It’s little wonder that was so prone to depression in my teens and early twenties. Except for when I was fortunate enough to escape to the wild comfort of Nature, peace seemed hard to come by. I didn’t know how to find it back then. It seemed rare, and fleeting and difficult to find for so long.

Although I still do fall into dark and melancholic depths when my thoughts are locked in negativity and the past, I’ve noticed something in recent months. Peace is finding its way to me more and more. I had to just take a moment to be fully aware of this fact. To notice it and to appreciate it….Peace is finding me in so many beautiful ways. Not just when I am out in Nature, but in simple moments throughout my days. And it doesn’t come when I’m searching, striving and struggling to hold on to it.

If “hope is a thing with feathers” as Emily Dickinson said, then peace is a thing that wraps its soft and delicate presence around me when I release the trying, the needing and the wanting it so much.

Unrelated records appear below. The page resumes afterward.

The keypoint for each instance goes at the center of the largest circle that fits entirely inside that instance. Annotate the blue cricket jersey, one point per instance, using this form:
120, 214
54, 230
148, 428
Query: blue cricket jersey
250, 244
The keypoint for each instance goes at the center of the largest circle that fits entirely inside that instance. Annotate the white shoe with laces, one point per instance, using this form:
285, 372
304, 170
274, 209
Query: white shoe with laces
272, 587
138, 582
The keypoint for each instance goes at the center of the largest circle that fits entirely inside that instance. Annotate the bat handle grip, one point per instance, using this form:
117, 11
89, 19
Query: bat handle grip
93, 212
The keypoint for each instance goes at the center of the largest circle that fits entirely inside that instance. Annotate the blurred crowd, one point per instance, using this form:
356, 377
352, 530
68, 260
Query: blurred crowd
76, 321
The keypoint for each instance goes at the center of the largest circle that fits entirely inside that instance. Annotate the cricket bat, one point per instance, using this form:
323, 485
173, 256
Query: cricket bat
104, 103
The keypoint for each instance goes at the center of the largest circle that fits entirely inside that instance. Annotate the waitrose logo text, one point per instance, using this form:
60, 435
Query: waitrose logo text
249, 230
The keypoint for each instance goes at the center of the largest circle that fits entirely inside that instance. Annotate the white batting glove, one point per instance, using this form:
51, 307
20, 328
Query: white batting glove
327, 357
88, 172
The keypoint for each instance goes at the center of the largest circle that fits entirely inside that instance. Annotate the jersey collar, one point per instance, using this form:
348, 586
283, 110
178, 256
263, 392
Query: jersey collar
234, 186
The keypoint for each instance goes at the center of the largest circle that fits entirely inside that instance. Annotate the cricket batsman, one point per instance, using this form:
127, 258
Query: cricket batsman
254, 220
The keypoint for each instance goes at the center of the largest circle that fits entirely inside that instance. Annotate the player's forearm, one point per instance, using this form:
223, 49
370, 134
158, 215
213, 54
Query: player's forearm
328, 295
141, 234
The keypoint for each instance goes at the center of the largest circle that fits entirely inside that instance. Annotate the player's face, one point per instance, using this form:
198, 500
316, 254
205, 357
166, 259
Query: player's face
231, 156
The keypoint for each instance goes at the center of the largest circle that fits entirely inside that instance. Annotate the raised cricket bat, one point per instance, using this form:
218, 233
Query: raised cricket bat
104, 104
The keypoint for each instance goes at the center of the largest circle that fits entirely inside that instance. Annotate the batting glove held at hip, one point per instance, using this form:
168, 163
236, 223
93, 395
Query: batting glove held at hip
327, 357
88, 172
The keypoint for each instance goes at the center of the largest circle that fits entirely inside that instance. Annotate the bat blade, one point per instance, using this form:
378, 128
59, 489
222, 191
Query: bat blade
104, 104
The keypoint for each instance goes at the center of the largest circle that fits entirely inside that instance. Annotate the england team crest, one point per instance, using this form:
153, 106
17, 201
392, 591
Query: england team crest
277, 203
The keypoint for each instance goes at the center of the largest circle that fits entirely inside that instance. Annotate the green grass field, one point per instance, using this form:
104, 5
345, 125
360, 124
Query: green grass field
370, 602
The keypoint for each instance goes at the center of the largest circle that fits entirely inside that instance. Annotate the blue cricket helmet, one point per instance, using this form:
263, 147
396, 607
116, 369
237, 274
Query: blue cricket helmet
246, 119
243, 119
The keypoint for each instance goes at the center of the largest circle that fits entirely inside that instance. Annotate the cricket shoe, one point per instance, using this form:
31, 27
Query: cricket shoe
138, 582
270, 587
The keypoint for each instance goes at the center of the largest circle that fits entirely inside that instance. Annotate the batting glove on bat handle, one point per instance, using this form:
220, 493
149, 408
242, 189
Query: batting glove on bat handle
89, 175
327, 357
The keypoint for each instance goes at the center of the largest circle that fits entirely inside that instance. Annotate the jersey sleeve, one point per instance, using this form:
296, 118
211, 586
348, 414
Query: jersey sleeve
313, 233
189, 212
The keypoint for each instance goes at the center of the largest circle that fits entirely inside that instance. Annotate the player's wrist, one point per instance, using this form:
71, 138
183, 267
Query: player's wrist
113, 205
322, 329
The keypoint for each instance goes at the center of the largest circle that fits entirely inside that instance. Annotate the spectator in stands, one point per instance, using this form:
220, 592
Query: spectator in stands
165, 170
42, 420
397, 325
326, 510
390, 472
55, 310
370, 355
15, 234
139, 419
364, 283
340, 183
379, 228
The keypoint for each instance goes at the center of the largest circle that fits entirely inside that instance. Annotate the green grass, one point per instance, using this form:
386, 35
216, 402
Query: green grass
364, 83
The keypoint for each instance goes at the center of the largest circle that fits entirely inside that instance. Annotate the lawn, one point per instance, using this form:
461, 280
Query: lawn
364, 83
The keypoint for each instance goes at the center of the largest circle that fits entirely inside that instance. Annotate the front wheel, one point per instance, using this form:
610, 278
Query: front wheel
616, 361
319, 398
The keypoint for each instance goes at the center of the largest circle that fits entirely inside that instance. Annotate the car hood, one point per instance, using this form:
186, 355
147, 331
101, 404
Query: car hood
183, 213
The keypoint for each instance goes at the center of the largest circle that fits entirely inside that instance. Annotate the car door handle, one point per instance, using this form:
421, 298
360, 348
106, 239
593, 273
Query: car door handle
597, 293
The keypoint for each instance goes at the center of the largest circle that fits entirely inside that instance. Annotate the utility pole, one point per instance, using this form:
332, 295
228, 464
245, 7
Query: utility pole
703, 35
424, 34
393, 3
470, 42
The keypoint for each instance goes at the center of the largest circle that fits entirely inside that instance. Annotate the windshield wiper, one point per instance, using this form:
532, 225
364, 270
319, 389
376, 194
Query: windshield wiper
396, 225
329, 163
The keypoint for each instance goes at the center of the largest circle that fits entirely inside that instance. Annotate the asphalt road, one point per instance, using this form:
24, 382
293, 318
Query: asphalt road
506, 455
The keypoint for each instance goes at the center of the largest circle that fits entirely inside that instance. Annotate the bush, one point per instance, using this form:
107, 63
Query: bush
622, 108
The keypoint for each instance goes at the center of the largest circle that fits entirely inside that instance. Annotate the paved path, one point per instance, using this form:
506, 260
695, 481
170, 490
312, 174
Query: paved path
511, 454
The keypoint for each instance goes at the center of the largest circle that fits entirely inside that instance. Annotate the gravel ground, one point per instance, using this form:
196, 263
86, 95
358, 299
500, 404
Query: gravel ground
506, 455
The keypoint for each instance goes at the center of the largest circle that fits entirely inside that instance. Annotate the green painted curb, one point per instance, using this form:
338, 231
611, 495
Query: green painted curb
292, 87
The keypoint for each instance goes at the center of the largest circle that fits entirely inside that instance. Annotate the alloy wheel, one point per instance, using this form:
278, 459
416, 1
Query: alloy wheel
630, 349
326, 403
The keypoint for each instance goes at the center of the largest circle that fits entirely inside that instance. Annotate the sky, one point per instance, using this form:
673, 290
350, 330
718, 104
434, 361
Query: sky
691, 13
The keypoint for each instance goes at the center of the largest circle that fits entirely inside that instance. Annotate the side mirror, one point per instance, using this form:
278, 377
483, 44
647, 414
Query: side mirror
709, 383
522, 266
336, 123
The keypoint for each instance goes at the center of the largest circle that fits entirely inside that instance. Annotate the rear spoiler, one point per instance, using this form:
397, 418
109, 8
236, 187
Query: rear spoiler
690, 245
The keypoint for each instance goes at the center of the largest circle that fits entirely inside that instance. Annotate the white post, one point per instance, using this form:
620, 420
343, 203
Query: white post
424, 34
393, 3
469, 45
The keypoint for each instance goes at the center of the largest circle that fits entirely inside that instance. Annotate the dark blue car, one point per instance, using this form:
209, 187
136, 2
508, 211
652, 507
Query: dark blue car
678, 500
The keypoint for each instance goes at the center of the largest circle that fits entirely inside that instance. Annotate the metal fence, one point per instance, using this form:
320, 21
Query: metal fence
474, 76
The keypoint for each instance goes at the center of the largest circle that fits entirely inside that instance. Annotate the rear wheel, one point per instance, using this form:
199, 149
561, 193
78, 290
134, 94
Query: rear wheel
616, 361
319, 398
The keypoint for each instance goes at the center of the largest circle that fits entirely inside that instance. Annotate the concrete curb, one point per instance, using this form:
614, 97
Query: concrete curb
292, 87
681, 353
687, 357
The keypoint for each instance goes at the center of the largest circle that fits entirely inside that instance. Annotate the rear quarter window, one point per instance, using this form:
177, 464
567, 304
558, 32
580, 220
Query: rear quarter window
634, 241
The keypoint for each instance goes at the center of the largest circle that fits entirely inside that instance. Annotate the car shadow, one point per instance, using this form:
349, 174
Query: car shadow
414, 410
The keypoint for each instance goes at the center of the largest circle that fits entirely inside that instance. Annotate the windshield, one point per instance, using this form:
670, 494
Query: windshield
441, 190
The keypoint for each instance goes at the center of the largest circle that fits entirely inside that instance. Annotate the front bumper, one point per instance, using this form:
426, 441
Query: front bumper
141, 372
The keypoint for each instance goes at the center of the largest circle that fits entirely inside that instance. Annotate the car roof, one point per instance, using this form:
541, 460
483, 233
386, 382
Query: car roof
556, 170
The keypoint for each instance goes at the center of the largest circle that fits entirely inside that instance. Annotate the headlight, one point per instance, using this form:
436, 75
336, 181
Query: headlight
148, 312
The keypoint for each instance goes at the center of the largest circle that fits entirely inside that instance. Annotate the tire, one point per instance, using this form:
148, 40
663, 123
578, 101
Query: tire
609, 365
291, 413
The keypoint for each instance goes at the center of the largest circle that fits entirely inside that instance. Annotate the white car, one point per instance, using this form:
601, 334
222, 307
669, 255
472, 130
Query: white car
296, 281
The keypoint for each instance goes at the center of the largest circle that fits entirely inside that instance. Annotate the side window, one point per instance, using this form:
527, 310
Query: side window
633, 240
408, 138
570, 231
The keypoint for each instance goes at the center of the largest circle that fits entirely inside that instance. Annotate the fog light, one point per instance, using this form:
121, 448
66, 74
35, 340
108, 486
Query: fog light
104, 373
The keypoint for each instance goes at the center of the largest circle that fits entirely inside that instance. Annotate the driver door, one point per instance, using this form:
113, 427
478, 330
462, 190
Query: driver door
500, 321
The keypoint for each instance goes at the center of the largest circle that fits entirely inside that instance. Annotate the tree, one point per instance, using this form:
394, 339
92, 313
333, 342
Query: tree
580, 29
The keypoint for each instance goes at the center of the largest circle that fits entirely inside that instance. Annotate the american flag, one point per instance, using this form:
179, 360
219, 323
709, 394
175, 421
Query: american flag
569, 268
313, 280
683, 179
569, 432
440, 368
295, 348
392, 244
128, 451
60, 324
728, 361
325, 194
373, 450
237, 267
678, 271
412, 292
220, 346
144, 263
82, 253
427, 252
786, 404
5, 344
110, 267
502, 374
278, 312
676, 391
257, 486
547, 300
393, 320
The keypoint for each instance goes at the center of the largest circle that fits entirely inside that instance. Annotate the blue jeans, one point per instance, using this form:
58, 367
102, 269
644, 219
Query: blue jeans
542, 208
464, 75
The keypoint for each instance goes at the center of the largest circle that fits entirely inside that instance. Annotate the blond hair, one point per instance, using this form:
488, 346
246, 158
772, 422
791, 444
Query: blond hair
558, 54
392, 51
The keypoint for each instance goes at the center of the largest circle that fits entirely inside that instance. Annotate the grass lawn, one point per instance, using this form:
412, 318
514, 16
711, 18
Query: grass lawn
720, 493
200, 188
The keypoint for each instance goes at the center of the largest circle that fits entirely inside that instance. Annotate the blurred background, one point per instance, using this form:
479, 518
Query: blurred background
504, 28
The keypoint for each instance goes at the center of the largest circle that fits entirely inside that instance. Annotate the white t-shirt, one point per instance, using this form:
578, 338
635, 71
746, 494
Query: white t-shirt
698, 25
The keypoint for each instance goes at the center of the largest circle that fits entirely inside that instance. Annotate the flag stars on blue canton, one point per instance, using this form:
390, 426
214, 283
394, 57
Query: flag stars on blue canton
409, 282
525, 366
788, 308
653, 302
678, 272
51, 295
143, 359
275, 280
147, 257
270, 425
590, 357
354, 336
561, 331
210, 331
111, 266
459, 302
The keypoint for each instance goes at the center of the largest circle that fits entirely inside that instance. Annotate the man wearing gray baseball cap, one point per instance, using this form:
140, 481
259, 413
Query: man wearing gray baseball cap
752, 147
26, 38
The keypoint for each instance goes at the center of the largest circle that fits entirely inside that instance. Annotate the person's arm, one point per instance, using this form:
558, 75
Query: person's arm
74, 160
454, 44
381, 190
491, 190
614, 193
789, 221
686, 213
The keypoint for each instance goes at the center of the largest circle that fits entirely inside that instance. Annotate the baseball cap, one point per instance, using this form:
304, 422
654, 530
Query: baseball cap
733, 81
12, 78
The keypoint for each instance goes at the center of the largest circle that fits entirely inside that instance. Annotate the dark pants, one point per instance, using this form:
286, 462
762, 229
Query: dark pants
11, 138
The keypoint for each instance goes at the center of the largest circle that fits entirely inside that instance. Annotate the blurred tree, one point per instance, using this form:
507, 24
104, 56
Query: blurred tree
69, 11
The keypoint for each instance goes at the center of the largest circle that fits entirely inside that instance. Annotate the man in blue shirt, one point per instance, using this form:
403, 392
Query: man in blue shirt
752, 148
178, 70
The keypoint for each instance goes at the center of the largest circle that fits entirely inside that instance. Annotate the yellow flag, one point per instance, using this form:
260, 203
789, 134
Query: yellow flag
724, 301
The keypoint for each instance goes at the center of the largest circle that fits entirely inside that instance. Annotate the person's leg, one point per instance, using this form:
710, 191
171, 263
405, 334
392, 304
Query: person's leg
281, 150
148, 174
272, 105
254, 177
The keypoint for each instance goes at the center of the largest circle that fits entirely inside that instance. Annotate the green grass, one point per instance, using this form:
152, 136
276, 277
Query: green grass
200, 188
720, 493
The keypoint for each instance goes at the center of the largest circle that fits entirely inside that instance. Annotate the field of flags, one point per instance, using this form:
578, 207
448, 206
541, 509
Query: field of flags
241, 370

There is no searching in sitting by the window to watch the glistening beads of rain drip from the tree leaves. Only peace.

There is no striving when I give myself the space to read poetry or write the words embedded in my soul. Only peace.

There is no trying while brushing my hands through the yarrow, lemon verbena and rose geranium in the mornings, revelling in their fragrant beauty. Only peace.

There is no struggling in lighting tea light candles to fill my home with a warm glow on a gloomy afternoon when the sky is grey and stormy. Only peace.

There is no needing in strolling around the garden under the moonlight, breathing in the cool night air. Only peace.

Of all the lessons and blessings that I’ve uncovered over the last few years since I began more actively unshackling myself of things that don’t serve me and since I’ve devoted myself to a more spiritually inclined authentic path, learning to understand the nature of peace and what it means to me personally has been one of my most cherished lessons.

I am grateful to spend my days leaning into peace with ease, allowing it to find me in each breathe and in the simple ways of daily life.

What does peace mean to you? How do you lean into it?